Site creator Brian Rosman said he marked some 5,000 hits when the site made its debut in 2002. As of Tuesday, an automated counter had recorded more than 112,000 visits.

"It's been really gratifying to see how fast it's catching on," said Rosman, 47, who fell in love with "The Simpsons" while watching the show on Israeli cable with his daughter. He now lives in Boston. "It's a way of using pop culture to learn something about Judaism."

The site contains an explanation of how the ritual began. Although he is Reconstructionist and discusses the agricultural origins of the practice (ancient Jews brought an offering of barley to God on the second day of Passover and counted the days until they brought baked loaves on Shavuot), he includes links to Orthodox sources.
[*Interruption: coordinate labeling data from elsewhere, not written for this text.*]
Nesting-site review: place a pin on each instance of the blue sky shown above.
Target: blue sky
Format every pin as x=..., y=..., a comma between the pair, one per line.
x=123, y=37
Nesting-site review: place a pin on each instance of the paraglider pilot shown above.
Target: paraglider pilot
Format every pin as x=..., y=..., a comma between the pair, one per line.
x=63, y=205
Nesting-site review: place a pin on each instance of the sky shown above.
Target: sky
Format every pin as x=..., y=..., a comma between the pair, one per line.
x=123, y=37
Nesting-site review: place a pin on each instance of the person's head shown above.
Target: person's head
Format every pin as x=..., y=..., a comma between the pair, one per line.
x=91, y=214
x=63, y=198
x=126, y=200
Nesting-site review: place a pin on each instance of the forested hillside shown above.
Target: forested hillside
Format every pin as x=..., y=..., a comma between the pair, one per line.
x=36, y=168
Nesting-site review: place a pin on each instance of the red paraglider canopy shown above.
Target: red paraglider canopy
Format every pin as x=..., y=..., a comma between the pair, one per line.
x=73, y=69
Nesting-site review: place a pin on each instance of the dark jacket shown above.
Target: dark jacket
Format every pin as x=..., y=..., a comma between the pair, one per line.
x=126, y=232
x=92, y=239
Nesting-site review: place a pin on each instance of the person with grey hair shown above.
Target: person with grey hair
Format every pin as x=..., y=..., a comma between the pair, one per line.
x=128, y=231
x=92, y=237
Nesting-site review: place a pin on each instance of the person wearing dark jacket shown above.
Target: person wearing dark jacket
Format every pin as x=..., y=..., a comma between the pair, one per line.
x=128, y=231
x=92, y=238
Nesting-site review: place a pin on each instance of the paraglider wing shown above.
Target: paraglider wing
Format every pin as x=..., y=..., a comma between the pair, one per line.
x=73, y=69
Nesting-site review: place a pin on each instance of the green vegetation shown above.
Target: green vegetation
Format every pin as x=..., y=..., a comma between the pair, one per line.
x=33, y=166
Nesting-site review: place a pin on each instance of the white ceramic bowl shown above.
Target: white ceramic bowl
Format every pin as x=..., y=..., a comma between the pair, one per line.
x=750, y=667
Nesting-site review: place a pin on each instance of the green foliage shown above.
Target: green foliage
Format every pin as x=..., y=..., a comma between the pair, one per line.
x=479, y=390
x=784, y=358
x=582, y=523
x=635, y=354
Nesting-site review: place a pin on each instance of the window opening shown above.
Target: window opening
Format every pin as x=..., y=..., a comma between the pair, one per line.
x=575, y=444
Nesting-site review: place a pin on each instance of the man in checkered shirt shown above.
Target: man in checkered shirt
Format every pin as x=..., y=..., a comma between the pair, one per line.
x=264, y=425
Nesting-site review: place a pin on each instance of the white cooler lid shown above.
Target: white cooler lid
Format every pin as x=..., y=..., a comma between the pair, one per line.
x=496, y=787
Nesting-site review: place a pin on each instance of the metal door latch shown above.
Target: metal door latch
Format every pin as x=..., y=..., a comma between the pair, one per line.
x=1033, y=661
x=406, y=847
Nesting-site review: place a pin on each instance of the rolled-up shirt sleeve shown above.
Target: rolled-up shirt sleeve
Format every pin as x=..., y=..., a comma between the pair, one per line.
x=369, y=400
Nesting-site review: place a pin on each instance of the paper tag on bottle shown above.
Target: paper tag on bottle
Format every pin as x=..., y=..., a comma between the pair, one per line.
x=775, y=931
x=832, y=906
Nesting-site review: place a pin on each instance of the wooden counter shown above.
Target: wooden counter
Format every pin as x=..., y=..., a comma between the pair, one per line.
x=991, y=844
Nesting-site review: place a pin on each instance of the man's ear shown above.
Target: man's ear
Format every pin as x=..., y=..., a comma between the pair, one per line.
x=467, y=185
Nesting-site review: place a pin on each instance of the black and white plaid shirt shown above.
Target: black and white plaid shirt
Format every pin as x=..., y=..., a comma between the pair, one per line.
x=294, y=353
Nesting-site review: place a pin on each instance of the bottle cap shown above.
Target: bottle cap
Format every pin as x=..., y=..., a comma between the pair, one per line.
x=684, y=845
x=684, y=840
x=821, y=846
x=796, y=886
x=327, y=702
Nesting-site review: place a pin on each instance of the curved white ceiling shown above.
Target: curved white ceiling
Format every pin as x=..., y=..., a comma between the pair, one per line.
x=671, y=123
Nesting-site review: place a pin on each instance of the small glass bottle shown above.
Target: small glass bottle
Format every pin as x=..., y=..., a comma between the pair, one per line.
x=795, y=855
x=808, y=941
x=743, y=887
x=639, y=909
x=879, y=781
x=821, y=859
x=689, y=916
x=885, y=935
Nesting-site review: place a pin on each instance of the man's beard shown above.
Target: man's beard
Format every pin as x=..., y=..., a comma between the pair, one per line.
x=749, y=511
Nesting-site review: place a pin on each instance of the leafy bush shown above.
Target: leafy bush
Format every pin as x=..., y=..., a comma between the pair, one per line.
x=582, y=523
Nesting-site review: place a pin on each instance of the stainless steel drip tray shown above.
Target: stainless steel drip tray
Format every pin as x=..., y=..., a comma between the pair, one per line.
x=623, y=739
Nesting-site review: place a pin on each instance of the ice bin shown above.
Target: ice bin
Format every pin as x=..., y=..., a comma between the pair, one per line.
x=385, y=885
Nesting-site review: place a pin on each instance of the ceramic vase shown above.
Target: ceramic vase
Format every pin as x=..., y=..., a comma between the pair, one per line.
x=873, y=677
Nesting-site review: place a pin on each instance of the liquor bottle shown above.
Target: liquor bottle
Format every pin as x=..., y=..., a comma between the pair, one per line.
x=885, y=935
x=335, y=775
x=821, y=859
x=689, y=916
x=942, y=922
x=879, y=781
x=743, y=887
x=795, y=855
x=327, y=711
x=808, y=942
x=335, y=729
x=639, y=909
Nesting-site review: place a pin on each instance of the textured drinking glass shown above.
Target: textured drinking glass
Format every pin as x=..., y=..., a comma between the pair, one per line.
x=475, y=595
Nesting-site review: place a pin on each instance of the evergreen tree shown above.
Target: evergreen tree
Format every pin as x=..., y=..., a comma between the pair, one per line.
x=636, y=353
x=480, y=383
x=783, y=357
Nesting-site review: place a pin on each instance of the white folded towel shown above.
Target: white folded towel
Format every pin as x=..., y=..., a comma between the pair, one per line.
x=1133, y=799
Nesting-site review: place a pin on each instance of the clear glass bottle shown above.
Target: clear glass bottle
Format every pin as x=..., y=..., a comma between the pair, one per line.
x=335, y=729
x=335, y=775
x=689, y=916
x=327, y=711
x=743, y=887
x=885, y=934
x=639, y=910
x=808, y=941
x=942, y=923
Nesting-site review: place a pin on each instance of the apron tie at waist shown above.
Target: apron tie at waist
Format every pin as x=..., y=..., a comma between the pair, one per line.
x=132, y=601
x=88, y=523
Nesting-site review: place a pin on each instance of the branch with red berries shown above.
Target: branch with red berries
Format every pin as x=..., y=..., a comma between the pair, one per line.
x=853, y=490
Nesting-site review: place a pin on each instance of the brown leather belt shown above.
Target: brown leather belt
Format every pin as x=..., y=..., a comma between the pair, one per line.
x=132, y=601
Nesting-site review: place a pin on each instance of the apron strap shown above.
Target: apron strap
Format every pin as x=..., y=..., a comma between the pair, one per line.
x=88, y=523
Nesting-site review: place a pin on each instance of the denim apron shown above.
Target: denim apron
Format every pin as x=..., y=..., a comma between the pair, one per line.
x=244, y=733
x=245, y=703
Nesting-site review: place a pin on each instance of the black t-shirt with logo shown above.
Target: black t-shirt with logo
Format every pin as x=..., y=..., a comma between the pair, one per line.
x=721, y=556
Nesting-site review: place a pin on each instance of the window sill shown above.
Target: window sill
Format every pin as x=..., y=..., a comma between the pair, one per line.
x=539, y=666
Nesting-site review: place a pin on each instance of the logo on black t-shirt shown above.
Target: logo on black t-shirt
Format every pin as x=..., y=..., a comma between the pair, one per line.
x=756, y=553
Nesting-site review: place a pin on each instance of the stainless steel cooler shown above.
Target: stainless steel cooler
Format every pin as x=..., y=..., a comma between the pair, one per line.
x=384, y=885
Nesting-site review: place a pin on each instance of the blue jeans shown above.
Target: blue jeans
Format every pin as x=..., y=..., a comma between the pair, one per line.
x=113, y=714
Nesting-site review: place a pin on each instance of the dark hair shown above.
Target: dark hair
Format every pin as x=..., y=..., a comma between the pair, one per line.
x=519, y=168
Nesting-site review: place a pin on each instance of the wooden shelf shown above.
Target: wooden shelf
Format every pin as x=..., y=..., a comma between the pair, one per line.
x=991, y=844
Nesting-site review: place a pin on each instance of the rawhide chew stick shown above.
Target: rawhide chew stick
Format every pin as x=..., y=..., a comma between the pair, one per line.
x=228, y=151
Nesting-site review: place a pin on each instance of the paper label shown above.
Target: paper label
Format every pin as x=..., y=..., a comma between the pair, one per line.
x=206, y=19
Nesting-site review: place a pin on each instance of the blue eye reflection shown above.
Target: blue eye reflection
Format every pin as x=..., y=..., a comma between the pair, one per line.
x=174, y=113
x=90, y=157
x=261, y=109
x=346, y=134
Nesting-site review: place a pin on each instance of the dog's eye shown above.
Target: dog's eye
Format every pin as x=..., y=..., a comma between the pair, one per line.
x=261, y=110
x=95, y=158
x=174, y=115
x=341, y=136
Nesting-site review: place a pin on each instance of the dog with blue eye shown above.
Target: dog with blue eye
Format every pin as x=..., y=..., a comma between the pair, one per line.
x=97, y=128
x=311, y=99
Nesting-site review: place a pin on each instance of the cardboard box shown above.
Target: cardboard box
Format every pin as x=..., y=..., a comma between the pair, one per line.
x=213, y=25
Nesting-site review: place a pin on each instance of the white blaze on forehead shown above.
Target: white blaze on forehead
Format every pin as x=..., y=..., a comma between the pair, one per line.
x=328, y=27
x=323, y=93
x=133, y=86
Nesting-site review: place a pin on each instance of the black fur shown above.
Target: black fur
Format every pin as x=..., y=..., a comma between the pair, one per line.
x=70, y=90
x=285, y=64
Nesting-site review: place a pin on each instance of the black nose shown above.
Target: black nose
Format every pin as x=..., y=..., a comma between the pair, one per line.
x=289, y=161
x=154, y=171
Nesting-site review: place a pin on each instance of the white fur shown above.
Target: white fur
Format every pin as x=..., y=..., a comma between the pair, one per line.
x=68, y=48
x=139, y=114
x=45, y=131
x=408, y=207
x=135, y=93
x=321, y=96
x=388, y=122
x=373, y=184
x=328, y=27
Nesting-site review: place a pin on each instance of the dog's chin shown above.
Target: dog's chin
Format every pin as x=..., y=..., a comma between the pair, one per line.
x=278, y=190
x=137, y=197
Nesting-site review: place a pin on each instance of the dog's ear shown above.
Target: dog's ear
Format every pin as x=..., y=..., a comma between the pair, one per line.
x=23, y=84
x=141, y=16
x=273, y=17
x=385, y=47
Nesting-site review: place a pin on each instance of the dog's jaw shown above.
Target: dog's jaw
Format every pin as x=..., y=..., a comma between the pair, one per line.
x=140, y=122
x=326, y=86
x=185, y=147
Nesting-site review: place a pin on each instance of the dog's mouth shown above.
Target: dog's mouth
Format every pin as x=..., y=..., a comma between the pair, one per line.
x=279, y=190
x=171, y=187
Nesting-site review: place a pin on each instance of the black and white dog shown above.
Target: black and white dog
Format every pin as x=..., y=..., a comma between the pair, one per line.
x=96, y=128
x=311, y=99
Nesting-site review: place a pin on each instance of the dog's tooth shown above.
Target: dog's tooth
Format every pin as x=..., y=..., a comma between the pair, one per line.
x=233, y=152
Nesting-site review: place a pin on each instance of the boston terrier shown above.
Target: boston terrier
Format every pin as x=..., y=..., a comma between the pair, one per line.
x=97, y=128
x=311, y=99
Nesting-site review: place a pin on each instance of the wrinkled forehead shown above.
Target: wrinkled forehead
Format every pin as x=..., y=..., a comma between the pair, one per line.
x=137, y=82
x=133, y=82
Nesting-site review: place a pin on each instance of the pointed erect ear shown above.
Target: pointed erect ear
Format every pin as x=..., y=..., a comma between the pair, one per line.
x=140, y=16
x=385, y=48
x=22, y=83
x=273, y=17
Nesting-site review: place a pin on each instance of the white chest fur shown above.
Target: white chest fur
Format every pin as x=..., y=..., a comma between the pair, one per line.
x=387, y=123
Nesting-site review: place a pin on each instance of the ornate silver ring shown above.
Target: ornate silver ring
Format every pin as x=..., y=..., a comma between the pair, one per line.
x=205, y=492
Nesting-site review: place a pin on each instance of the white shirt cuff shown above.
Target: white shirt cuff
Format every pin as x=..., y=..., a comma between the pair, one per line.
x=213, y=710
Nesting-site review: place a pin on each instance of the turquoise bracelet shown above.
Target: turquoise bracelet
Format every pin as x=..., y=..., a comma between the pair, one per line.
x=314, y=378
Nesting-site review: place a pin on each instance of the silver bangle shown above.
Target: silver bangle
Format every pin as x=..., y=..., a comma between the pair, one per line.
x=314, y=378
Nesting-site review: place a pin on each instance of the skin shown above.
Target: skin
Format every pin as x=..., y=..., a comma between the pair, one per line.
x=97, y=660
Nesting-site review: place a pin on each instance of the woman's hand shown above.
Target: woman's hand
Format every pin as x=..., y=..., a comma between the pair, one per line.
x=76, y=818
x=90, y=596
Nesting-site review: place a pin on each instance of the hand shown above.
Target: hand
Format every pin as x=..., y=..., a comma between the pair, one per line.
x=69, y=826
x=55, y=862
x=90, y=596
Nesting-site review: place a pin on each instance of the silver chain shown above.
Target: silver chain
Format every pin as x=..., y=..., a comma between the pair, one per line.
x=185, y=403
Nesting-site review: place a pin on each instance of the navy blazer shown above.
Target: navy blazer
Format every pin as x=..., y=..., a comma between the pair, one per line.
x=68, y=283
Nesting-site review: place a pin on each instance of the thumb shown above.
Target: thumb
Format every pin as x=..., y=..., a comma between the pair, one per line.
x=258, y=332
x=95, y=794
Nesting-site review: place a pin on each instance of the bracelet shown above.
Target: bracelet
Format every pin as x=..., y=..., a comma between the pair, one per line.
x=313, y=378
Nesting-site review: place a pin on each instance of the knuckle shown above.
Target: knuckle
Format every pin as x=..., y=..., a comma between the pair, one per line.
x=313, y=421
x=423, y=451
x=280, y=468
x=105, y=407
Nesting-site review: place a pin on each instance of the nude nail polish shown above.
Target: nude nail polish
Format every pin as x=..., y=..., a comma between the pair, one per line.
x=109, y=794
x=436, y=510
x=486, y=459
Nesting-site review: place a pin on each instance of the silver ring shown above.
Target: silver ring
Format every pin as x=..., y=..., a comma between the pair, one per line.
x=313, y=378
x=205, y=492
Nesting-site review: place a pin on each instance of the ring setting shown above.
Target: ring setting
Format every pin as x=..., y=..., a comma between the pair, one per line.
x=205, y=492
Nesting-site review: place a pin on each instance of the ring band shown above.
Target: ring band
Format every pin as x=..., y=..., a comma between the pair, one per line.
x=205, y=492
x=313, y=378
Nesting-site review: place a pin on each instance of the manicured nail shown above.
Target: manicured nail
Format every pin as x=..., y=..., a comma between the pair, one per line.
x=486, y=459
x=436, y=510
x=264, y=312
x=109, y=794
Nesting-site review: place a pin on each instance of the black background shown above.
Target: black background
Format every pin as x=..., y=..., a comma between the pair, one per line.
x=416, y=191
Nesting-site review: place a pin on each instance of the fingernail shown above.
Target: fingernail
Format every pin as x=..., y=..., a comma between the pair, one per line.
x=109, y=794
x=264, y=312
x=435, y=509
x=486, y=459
The site is rich as well with appreciation of the Jewish characters and plots that have appeared during the show's 16-year run.

A disclaimer notes that the use of Homer's copyrighted mug is unauthorized by Fox, and the network's lawyers two years ago sent Rosman an order to cease and desist. But Rosman replied that he feels the site amounts to fair use because it's a parody, and added that it creates good will toward the show in the Jewish community.

He takes as an assent the fact that since then he has not heard from the network. Rosman also notes that the '02 letter was dated on Shavuot - the last day on the Homer calendar.

"It reminded me of the joke about the zoning board giving the man eight days to take down his sukkah," said Rosman.